The repeating phrases thing trips me up every time. I am not comfortable with children. I bear them no ill will, but neither am I particularly enamored of them, for the same reasons I live in terror of aliens and religious zealots–they cannot be reasoned or debated with, they appear immune to logic, and I am rarely sure what they want.* So when one latches on to my leg, for example, I tend to say the first thing that pops into my head, without stopping to consider that my sister-in-law may not appreciate her daughter repeating the phrase “What’s up, spawn?” every thirty seconds for the next year. Two days with my six-year-old brother Max added significantly to his repetoire, including such gems as “I’m not your trained monkey,” which I apologized to Mom about fifty times for already. Oh, well.

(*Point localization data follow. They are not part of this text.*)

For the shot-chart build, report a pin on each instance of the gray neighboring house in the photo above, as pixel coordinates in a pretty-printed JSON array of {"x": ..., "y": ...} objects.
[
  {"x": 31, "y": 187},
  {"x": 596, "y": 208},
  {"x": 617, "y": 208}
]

Watching my stepfather sculpt stuff–he’s working on giant wooden fish at the moment–makes me want to do more 3-D stuff. (Part of it could be that I’m direly burnt on 2-D art at the moment, following all those Cons in rapid succession, mind you.) So I’ll probably take the next week or two semi-off, except for Digger, of course, and we’ll see what happens there. Probably nothing will–I’ll get a painting idea and forget all about it–but y’never know.

*Yes, yes, I could probably, with time and exposure, become reasonably adept at dealing with children. Given the right circumstances, I am confident I could also become quite an adequate chartered accountant. Some things just aren’t important to me.